Depois da surpresa de “Toma o Comprimido”, que passara fugazmente pela televisão e pela rádio em 1981, as edições em disco entre 1982 e 83 colocaram em cena uma figura como o panorama pop português nunca antes tinha conhecido. Se a ideia de arco entre Braga e Nova Iorque descrevia uma ideia diferente, o apelo urbano da música e a familiaridade festiva e rural das palavras e melodias, fazia de António Variações uma presença que rapidamente transcendeu o estranho e se tornou convívio.

Apesar do silêncio discográfico que caracterizara os primeiros anos da ligação de António Variações à editora que o chamou ao seu catálogo ainda em finais dos anos 70 – e continua ainda por conhecer a luz do dia o registo da mítica sessão de trabalho que o poderia ter apontado a um rumo mais próxima do folclore ou da canção ligeira – os meses que viveu entre 1982 e 1983 levaram o cantor, então já com 38 anos, a um patamar de rara unanimidade e popularidade.

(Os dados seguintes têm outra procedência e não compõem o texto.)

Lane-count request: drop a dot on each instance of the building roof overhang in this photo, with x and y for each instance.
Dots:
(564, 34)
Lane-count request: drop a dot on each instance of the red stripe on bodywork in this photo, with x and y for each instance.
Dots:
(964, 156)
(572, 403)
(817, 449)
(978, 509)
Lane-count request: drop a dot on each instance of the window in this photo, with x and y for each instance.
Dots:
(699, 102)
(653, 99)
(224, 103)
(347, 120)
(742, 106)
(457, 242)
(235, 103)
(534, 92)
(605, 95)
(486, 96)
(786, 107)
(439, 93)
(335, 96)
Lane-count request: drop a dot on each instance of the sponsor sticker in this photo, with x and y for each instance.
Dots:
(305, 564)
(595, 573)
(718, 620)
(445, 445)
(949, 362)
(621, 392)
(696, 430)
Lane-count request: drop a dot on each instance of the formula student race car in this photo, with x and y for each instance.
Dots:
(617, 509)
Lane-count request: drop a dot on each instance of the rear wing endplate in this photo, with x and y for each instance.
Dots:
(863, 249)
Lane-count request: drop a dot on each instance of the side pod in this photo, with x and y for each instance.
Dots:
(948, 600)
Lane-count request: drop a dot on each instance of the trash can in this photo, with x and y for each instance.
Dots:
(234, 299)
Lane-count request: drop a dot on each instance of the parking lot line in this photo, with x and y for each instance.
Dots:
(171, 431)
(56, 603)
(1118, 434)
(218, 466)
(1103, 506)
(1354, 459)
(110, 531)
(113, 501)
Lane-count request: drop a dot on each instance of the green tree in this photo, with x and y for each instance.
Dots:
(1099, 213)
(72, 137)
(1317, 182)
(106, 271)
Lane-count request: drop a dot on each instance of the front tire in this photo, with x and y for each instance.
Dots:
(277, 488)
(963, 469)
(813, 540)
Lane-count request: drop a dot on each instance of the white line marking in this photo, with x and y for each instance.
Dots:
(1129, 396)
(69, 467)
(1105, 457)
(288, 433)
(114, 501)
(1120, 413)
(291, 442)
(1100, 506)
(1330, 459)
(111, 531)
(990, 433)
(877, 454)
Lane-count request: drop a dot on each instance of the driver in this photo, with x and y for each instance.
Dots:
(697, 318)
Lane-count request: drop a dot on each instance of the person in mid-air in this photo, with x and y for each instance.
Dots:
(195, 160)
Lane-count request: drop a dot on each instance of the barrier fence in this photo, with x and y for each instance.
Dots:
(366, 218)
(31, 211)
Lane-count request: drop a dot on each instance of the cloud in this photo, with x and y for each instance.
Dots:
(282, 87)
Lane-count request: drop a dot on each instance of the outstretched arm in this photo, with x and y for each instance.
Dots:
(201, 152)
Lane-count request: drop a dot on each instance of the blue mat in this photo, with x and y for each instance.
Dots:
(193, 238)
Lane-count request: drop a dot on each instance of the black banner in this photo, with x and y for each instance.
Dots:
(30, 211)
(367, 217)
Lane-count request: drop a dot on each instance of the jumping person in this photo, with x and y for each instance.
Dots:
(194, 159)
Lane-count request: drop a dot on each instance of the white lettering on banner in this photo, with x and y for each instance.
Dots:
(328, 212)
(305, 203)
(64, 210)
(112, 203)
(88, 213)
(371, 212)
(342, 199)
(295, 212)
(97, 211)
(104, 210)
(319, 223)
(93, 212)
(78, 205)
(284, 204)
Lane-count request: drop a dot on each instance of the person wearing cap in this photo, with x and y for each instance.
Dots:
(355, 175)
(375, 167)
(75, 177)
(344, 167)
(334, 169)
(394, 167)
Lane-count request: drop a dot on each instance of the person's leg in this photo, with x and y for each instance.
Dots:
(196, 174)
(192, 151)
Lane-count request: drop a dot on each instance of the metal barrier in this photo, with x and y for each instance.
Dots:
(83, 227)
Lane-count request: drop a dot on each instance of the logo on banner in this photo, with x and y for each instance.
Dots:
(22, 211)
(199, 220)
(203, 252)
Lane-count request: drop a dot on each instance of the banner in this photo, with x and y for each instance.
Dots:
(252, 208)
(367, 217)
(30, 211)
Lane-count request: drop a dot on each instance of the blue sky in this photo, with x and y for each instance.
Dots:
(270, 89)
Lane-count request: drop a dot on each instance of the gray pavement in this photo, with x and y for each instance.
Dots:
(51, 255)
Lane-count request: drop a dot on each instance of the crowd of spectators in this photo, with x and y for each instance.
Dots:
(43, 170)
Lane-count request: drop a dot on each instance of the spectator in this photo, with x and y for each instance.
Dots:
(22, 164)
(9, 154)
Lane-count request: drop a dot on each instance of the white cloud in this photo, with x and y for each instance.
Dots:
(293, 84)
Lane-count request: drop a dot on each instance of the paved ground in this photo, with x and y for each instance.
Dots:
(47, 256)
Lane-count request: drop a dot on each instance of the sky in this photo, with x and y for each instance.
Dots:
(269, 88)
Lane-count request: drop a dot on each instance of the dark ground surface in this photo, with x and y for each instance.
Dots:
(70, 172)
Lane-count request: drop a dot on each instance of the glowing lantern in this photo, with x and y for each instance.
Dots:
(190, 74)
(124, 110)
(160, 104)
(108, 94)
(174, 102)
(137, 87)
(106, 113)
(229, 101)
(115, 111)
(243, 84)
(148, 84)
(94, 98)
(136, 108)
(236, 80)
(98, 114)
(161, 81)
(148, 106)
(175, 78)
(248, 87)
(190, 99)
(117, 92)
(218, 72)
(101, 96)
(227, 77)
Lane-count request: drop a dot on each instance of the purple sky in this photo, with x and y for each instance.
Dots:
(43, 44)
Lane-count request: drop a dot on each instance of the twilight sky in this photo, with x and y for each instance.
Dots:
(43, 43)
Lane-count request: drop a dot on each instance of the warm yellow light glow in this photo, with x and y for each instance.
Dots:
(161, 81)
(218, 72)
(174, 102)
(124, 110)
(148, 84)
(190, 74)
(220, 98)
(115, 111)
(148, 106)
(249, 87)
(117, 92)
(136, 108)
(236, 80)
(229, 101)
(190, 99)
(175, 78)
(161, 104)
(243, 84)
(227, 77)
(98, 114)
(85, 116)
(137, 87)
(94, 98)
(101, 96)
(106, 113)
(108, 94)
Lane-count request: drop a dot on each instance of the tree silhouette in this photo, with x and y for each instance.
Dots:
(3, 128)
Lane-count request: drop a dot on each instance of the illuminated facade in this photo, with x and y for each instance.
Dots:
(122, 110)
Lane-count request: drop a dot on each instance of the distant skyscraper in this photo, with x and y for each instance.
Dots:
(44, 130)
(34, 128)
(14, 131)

O single de estreia “Estou Além” / “Povo Que Lavas no Rio”, que tanto inscrevera um episódio marcante na história das electrónicas na pop nacional e levantara um importante debate sobre a criação de novos pontos de vista sobre o fado, colocara nas bocas do mundo o mesmo vulto do qual havia memória de uma fugaz atuação ao som de “Toma o Comprimido”, mas então sem consequência discográfica, ocorrida um ano antes, no “Passeio dos Alegres”, de Júlio Isidro, na RTP. Meses depois desse single, o álbum “Anjo da Guarda” (1983), gravado com contribuição de vários, músicos, entre os quais Vitor Rua e Toli César Machado (que integravam os GNR) ou José Moz Carrapa, fixava definitivamente uma visão pop diferente que valeu aquela frase lapidar: entre Braga e Nova Iorque. Seguiu-se um ano intenso na estrada, de Norte a Sul, concerto atrás de concerto, circulando pelos mais diversos palcos e lugares, sublinhando a narrativa de adesão à sua música e figura que cruzava gerações, geografias, rompendo os habituais padrões de gosto nestas coisas da música popular.

Terminado esse ciclo era chegado o momento de criar um novo capítulo. E de facto, entre as cassetes caseiras pelas quais ia ensaiando e desenhando as linhas que o conduziam às canções, não faltavam possibilidades. Havia uma canção inspirada por uma funcionária da editora (“Maria Albertina”), uma outra sobre o clima de temor que a geopolítica de então lançava sobre todo o mundo (“Guerra Nuclear”), um potencial sucessor da estival “Onda Morna” (“Gelado de Verão”), olhares sobre a vida, o quotidiano, os relacionamentos ou a sua própria identidade (“A Culpa é da Vontade”, “Mudar de Vida”, “Não Me Consumas”, “Na Lama”, “António”), memórias minhotas (“Ao Passar Por Braga Abaixo”, “Adeus Que Me Vou Embora”) ou até mesmo breves rascunhos de uma reflexão sobre o envelhecimento (“Rugas”) ou um questionar do futuro (“Quero É Viver”)… Havia ainda rascunhos em inglês (“Give Me a Little Time”) e, de outras vivências em palco nos tempos dos Kamikaze, mas fixada em cassete, um longo retrato de um amigo a descer o Chiado (“Ruby Rudy”). Na verdade não foi por nenhuma destas gravações caseiras que caminharam as suas escolhas na hora de regressar a estúdio para criar um segundo álbum, deixando-as então guardadas em cassetes das quais sairiam, anos depois, temas que ganharam forma com Lena d’Água, os Humanos ou Marisa Liz. 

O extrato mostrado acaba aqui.